If you just need matching filenames, and not the actual matches found in the files, then you should run grep with the -l
flag. This flag causes grep to just print filenames that match, and not print the matching lines. The value here is that it permits grep to stop searching a file once it has found a match, so it could reduce the amount of work that grep has to do.
If you're searching for fixed strings rather than regular expressions, then you could try using fgrep
rather than grep
. Fgrep is a variant of grep that searches for fixed strings, and searching for fixed strings is faster than running a regular expression search. You may or may not see any improvement from this, because modern versions of grep are probably smart enough to optimize fixed-string searches anyway.
If you want to try running multiple searches in parallel, you could do it using shell utilities. One way would be to build a list of filenames, split it into parts, and run grep separately for each list:
find /path/to/files -type f -print | split -l 10000000 list.
for file in list.*; do
grep -f ${file} -l 'some text' > ${file}.out &
done
wait
cat $*.out > filepaths.log
rm list.*
This uses find
to find the files, splits the list of filenames into groups of ten million, and runs grep in parallel for each group. The output of the greps are all joined together at the end. This ought to work for files with typical names, but it'd fail for files that had newlines in their names for example.
Another approach uses xargs. First, you'd have to write a simple shell script that runs grep in the background:
#!/bin/bash
grep -l 'search text' "$@" >> grep.$$.out &
This will run grep on the list of files specified as arguments to the script, writing the result to a file named after the process's PID. The grep process runs in the background.
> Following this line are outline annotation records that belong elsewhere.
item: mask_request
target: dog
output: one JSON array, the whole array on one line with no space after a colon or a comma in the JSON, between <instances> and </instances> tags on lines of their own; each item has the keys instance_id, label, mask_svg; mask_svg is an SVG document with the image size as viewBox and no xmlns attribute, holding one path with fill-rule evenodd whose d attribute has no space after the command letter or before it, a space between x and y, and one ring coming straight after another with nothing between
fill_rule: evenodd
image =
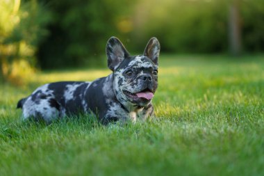
<instances>
[{"instance_id":1,"label":"dog","mask_svg":"<svg viewBox=\"0 0 264 176\"><path fill-rule=\"evenodd\" d=\"M80 112L97 115L103 124L146 120L154 114L160 49L158 40L151 38L143 55L131 56L119 39L111 37L106 48L110 75L92 82L47 83L20 99L17 107L22 109L23 119L47 123Z\"/></svg>"}]
</instances>

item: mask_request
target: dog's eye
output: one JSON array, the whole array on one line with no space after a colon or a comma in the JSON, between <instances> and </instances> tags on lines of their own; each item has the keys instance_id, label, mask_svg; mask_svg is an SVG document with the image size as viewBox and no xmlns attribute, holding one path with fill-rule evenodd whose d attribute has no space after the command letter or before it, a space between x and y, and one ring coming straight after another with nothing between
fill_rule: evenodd
<instances>
[{"instance_id":1,"label":"dog's eye","mask_svg":"<svg viewBox=\"0 0 264 176\"><path fill-rule=\"evenodd\" d=\"M131 70L129 70L129 71L127 71L126 72L126 74L127 75L127 76L132 76L132 74L133 74L133 72L131 71Z\"/></svg>"},{"instance_id":2,"label":"dog's eye","mask_svg":"<svg viewBox=\"0 0 264 176\"><path fill-rule=\"evenodd\" d=\"M158 74L158 70L153 70L152 74L154 75L157 75Z\"/></svg>"}]
</instances>

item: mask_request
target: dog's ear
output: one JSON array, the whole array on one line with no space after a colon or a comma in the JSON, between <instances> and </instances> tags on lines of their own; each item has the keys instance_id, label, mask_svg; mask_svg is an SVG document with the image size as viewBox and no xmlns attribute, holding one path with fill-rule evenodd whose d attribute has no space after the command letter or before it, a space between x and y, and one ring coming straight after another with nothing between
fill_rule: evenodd
<instances>
[{"instance_id":1,"label":"dog's ear","mask_svg":"<svg viewBox=\"0 0 264 176\"><path fill-rule=\"evenodd\" d=\"M148 43L144 51L144 55L151 59L151 61L156 64L158 65L158 59L160 55L160 45L156 38L151 38Z\"/></svg>"},{"instance_id":2,"label":"dog's ear","mask_svg":"<svg viewBox=\"0 0 264 176\"><path fill-rule=\"evenodd\" d=\"M106 44L106 55L108 66L114 71L129 54L118 38L111 37Z\"/></svg>"}]
</instances>

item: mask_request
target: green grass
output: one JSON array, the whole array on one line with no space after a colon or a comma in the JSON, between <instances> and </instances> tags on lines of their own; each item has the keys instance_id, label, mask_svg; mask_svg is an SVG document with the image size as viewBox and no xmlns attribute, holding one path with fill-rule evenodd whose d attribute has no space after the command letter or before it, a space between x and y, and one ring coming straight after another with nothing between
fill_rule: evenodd
<instances>
[{"instance_id":1,"label":"green grass","mask_svg":"<svg viewBox=\"0 0 264 176\"><path fill-rule=\"evenodd\" d=\"M0 85L0 175L264 175L264 56L163 56L156 118L102 126L83 116L22 122L17 101L38 86L108 70L39 73Z\"/></svg>"}]
</instances>

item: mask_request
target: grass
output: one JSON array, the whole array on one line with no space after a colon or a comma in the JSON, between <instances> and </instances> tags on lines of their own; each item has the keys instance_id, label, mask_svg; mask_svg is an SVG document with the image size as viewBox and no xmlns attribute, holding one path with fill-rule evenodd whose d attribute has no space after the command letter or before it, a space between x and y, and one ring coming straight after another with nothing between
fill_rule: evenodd
<instances>
[{"instance_id":1,"label":"grass","mask_svg":"<svg viewBox=\"0 0 264 176\"><path fill-rule=\"evenodd\" d=\"M156 118L126 126L88 115L47 126L15 110L38 86L92 80L106 69L0 85L0 175L264 175L264 56L160 61Z\"/></svg>"}]
</instances>

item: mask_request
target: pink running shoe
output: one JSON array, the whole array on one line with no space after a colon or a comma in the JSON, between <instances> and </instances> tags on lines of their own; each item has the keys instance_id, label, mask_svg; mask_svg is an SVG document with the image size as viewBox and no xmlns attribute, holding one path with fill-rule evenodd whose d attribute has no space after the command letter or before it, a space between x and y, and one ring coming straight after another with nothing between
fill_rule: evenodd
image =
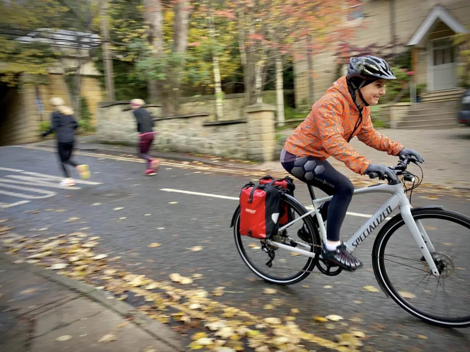
<instances>
[{"instance_id":1,"label":"pink running shoe","mask_svg":"<svg viewBox=\"0 0 470 352\"><path fill-rule=\"evenodd\" d=\"M159 164L160 162L157 159L154 159L152 160L152 162L150 163L150 168L153 169L154 171L157 172L158 171Z\"/></svg>"},{"instance_id":2,"label":"pink running shoe","mask_svg":"<svg viewBox=\"0 0 470 352\"><path fill-rule=\"evenodd\" d=\"M156 175L157 173L155 172L155 170L152 169L147 169L146 170L144 171L144 175L148 175L149 176L152 176L153 175Z\"/></svg>"}]
</instances>

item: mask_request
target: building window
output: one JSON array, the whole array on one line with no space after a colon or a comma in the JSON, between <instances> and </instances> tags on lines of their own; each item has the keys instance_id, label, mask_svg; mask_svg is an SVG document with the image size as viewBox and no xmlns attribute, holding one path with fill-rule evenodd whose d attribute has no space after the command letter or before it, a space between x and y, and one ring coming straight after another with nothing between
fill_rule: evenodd
<instances>
[{"instance_id":1,"label":"building window","mask_svg":"<svg viewBox=\"0 0 470 352\"><path fill-rule=\"evenodd\" d=\"M364 17L364 2L360 1L347 7L346 21L349 22L359 20Z\"/></svg>"}]
</instances>

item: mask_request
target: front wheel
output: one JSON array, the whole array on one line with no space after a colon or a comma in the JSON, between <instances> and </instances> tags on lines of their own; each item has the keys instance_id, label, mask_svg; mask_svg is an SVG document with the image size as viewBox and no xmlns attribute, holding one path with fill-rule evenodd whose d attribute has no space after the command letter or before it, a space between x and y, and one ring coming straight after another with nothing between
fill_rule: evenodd
<instances>
[{"instance_id":1,"label":"front wheel","mask_svg":"<svg viewBox=\"0 0 470 352\"><path fill-rule=\"evenodd\" d=\"M281 194L281 200L287 203L292 211L293 218L299 217L306 212L305 208L295 198L283 194ZM238 252L245 263L261 278L272 284L292 285L303 280L313 270L315 264L313 258L274 247L266 244L264 240L241 234L239 207L235 210L233 219L234 236ZM308 229L309 232L306 235L309 239L308 243L298 235L299 230L304 225L304 228ZM306 217L294 223L271 239L312 252L320 247L320 236L310 217ZM273 255L274 259L271 265L266 265Z\"/></svg>"},{"instance_id":2,"label":"front wheel","mask_svg":"<svg viewBox=\"0 0 470 352\"><path fill-rule=\"evenodd\" d=\"M399 215L374 245L374 271L384 290L423 321L446 327L470 326L470 218L439 208L412 210L439 270L433 275ZM428 245L429 246L429 245Z\"/></svg>"}]
</instances>

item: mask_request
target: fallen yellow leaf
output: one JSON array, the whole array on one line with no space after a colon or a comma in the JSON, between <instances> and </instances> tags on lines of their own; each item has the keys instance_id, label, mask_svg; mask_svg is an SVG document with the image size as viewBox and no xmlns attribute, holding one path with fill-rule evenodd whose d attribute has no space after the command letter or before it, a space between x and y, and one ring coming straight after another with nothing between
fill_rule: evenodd
<instances>
[{"instance_id":1,"label":"fallen yellow leaf","mask_svg":"<svg viewBox=\"0 0 470 352\"><path fill-rule=\"evenodd\" d=\"M340 320L343 320L343 319L342 316L341 315L337 315L336 314L330 314L325 317L329 320L331 320L332 322L339 322Z\"/></svg>"},{"instance_id":2,"label":"fallen yellow leaf","mask_svg":"<svg viewBox=\"0 0 470 352\"><path fill-rule=\"evenodd\" d=\"M111 341L116 341L116 337L114 334L108 334L105 335L99 340L98 340L98 342L110 342Z\"/></svg>"},{"instance_id":3,"label":"fallen yellow leaf","mask_svg":"<svg viewBox=\"0 0 470 352\"><path fill-rule=\"evenodd\" d=\"M399 292L400 295L403 298L409 298L413 299L416 298L416 296L414 294L412 293L411 292Z\"/></svg>"},{"instance_id":4,"label":"fallen yellow leaf","mask_svg":"<svg viewBox=\"0 0 470 352\"><path fill-rule=\"evenodd\" d=\"M57 264L53 264L47 269L51 269L52 270L60 270L61 269L63 269L64 268L66 268L68 265L68 264L65 264L65 263L57 263Z\"/></svg>"},{"instance_id":5,"label":"fallen yellow leaf","mask_svg":"<svg viewBox=\"0 0 470 352\"><path fill-rule=\"evenodd\" d=\"M370 285L364 286L363 288L364 288L364 289L366 291L368 291L369 292L372 292L376 293L379 292L379 290L377 290L373 286L370 286Z\"/></svg>"},{"instance_id":6,"label":"fallen yellow leaf","mask_svg":"<svg viewBox=\"0 0 470 352\"><path fill-rule=\"evenodd\" d=\"M66 341L67 340L70 340L72 338L71 335L64 335L62 336L59 336L58 337L55 338L55 341Z\"/></svg>"},{"instance_id":7,"label":"fallen yellow leaf","mask_svg":"<svg viewBox=\"0 0 470 352\"><path fill-rule=\"evenodd\" d=\"M147 247L149 248L155 248L156 247L159 247L161 245L161 243L159 243L158 242L154 242L153 243L150 243Z\"/></svg>"},{"instance_id":8,"label":"fallen yellow leaf","mask_svg":"<svg viewBox=\"0 0 470 352\"><path fill-rule=\"evenodd\" d=\"M356 337L365 337L366 334L362 331L351 331L351 334Z\"/></svg>"},{"instance_id":9,"label":"fallen yellow leaf","mask_svg":"<svg viewBox=\"0 0 470 352\"><path fill-rule=\"evenodd\" d=\"M201 246L196 246L194 247L191 247L190 248L187 248L187 249L189 249L193 252L199 252L203 249L203 247Z\"/></svg>"},{"instance_id":10,"label":"fallen yellow leaf","mask_svg":"<svg viewBox=\"0 0 470 352\"><path fill-rule=\"evenodd\" d=\"M91 259L94 260L100 260L100 259L104 259L105 258L108 257L107 254L99 254L97 255L95 255L94 257Z\"/></svg>"},{"instance_id":11,"label":"fallen yellow leaf","mask_svg":"<svg viewBox=\"0 0 470 352\"><path fill-rule=\"evenodd\" d=\"M266 324L280 324L282 323L279 318L265 318L263 321Z\"/></svg>"}]
</instances>

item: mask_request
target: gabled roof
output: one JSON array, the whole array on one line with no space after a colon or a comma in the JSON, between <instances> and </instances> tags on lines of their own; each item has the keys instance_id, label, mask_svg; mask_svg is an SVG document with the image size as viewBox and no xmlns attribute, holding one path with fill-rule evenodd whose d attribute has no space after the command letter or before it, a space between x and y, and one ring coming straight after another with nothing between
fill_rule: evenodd
<instances>
[{"instance_id":1,"label":"gabled roof","mask_svg":"<svg viewBox=\"0 0 470 352\"><path fill-rule=\"evenodd\" d=\"M456 19L442 6L433 8L426 19L421 23L407 45L415 45L424 38L426 33L438 20L444 22L455 33L468 33L468 31L458 20Z\"/></svg>"},{"instance_id":2,"label":"gabled roof","mask_svg":"<svg viewBox=\"0 0 470 352\"><path fill-rule=\"evenodd\" d=\"M85 49L96 47L101 43L97 34L50 28L39 28L16 40L23 43L39 42L55 46Z\"/></svg>"}]
</instances>

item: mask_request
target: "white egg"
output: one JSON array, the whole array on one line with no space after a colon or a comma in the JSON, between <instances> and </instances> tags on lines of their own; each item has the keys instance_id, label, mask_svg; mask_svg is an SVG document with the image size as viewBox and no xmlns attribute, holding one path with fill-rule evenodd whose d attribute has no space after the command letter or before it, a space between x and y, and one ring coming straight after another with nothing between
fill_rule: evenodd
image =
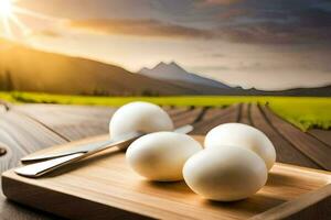
<instances>
[{"instance_id":1,"label":"white egg","mask_svg":"<svg viewBox=\"0 0 331 220\"><path fill-rule=\"evenodd\" d=\"M126 160L147 179L172 182L183 179L185 161L201 150L200 143L186 134L156 132L131 143Z\"/></svg>"},{"instance_id":2,"label":"white egg","mask_svg":"<svg viewBox=\"0 0 331 220\"><path fill-rule=\"evenodd\" d=\"M264 161L245 147L206 148L190 157L183 176L188 186L204 198L234 201L258 191L267 180Z\"/></svg>"},{"instance_id":3,"label":"white egg","mask_svg":"<svg viewBox=\"0 0 331 220\"><path fill-rule=\"evenodd\" d=\"M242 123L225 123L212 129L205 136L204 146L242 146L254 151L266 163L268 170L276 161L271 141L261 131Z\"/></svg>"},{"instance_id":4,"label":"white egg","mask_svg":"<svg viewBox=\"0 0 331 220\"><path fill-rule=\"evenodd\" d=\"M168 113L157 105L142 101L120 107L109 123L111 139L135 131L150 133L171 130L173 130L173 123Z\"/></svg>"}]
</instances>

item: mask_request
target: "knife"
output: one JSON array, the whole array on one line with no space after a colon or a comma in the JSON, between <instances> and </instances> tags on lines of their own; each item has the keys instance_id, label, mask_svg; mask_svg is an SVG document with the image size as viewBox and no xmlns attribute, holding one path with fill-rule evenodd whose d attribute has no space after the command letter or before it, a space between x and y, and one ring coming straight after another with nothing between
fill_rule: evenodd
<instances>
[{"instance_id":1,"label":"knife","mask_svg":"<svg viewBox=\"0 0 331 220\"><path fill-rule=\"evenodd\" d=\"M193 127L188 124L184 127L181 127L179 129L175 129L174 132L178 133L190 133L193 130ZM104 141L104 142L98 142L98 143L93 143L93 144L86 144L81 147L78 147L77 151L67 151L61 154L49 154L49 155L43 155L44 157L35 157L35 158L51 158L44 162L39 162L35 164L22 166L19 168L15 168L14 172L21 176L25 177L32 177L36 178L40 176L43 176L45 174L49 174L60 167L63 167L65 165L72 164L74 162L77 162L82 158L85 158L89 155L93 155L95 153L98 153L100 151L118 146L119 148L127 148L131 142L135 140L139 139L140 136L145 135L147 133L142 132L132 132L130 134L126 134L125 136L121 136L121 140L119 141Z\"/></svg>"}]
</instances>

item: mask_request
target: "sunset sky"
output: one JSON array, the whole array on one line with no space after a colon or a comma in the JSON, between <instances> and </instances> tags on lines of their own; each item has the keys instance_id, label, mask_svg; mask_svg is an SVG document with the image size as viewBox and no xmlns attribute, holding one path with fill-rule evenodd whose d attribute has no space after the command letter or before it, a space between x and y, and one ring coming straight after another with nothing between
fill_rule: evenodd
<instances>
[{"instance_id":1,"label":"sunset sky","mask_svg":"<svg viewBox=\"0 0 331 220\"><path fill-rule=\"evenodd\" d=\"M26 30L11 25L11 37L38 48L132 72L174 61L190 72L243 87L331 84L330 0L17 0L14 4L23 9L15 15ZM6 33L4 26L0 32Z\"/></svg>"}]
</instances>

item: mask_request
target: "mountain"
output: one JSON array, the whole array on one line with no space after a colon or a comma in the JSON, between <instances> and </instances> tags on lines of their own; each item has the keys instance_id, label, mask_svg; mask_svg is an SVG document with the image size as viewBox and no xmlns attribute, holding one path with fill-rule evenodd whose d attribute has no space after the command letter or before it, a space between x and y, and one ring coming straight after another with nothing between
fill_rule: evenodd
<instances>
[{"instance_id":1,"label":"mountain","mask_svg":"<svg viewBox=\"0 0 331 220\"><path fill-rule=\"evenodd\" d=\"M0 38L0 90L97 96L331 96L331 86L282 91L232 88L160 63L140 74L86 58L46 53Z\"/></svg>"},{"instance_id":2,"label":"mountain","mask_svg":"<svg viewBox=\"0 0 331 220\"><path fill-rule=\"evenodd\" d=\"M196 95L180 85L0 38L0 89L68 95Z\"/></svg>"},{"instance_id":3,"label":"mountain","mask_svg":"<svg viewBox=\"0 0 331 220\"><path fill-rule=\"evenodd\" d=\"M217 89L231 89L229 86L222 84L220 81L205 78L196 74L189 73L174 62L171 62L169 64L161 62L153 68L140 69L139 74L156 79L172 81L174 84L181 82L181 84L189 84L189 85L191 84L191 85L197 85L203 87L212 87Z\"/></svg>"},{"instance_id":4,"label":"mountain","mask_svg":"<svg viewBox=\"0 0 331 220\"><path fill-rule=\"evenodd\" d=\"M180 67L177 63L159 63L153 68L142 68L139 74L162 79L168 82L195 90L201 95L226 95L226 96L312 96L330 97L331 85L316 88L292 88L285 90L265 91L259 89L243 89L229 87L220 81L192 74Z\"/></svg>"}]
</instances>

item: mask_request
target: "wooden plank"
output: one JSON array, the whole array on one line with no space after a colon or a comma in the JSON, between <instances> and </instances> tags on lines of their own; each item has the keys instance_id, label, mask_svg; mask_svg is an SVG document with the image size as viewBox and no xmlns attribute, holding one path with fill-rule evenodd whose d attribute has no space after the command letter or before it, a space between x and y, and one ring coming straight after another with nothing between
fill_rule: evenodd
<instances>
[{"instance_id":1,"label":"wooden plank","mask_svg":"<svg viewBox=\"0 0 331 220\"><path fill-rule=\"evenodd\" d=\"M26 105L14 108L36 119L68 141L108 133L108 123L115 112L106 107L72 107L58 105Z\"/></svg>"},{"instance_id":2,"label":"wooden plank","mask_svg":"<svg viewBox=\"0 0 331 220\"><path fill-rule=\"evenodd\" d=\"M99 138L104 139L108 136ZM96 139L86 142L90 141ZM328 172L277 163L267 185L256 195L237 202L211 202L191 191L183 182L145 180L125 163L125 153L115 148L41 179L21 177L13 170L2 176L3 191L10 199L71 219L229 220L264 213L263 219L273 219L275 215L270 212L287 217L329 197L330 180ZM308 199L306 194L310 194Z\"/></svg>"},{"instance_id":3,"label":"wooden plank","mask_svg":"<svg viewBox=\"0 0 331 220\"><path fill-rule=\"evenodd\" d=\"M273 142L276 153L277 162L289 163L311 168L322 168L298 148L296 148L289 141L282 138L281 134L269 123L268 119L264 116L264 112L258 106L252 105L250 114L253 124L255 128L263 131Z\"/></svg>"},{"instance_id":4,"label":"wooden plank","mask_svg":"<svg viewBox=\"0 0 331 220\"><path fill-rule=\"evenodd\" d=\"M217 108L217 111L212 111L212 116L206 113L205 118L194 123L194 131L192 134L206 134L211 129L222 123L236 122L239 106L231 106L226 109Z\"/></svg>"},{"instance_id":5,"label":"wooden plank","mask_svg":"<svg viewBox=\"0 0 331 220\"><path fill-rule=\"evenodd\" d=\"M263 107L261 110L265 112L265 116L268 118L270 123L277 129L279 134L288 140L307 157L314 161L314 163L319 164L324 169L331 170L331 148L329 146L284 121L268 108Z\"/></svg>"}]
</instances>

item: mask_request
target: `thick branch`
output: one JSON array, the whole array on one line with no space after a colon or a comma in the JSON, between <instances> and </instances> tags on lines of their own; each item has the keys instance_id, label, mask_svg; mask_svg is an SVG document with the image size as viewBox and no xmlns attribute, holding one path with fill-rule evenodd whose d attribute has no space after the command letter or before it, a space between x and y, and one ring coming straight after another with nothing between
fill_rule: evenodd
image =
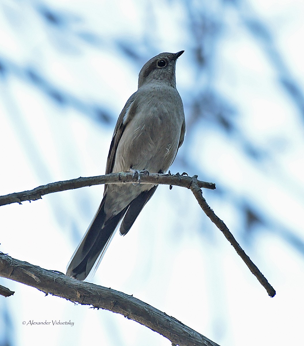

Then you'd run the script like this:
find /path/to/files -type f -print0 | xargs -0 -r /my/grep/script
[ wait for those to finish ]
cat grep.*.out > filepaths.log
rm grep.*.out
In this case, xargs
will bundle the filenames into groups and run the script once for each group. The script will run an instance of grep once for each group. Once all of the grep instances have finished, you can combine their outputs. Unfortunately, I couldn't think of a clever way to automatically wait for the grep instances to finish here, so you might have to do that manually.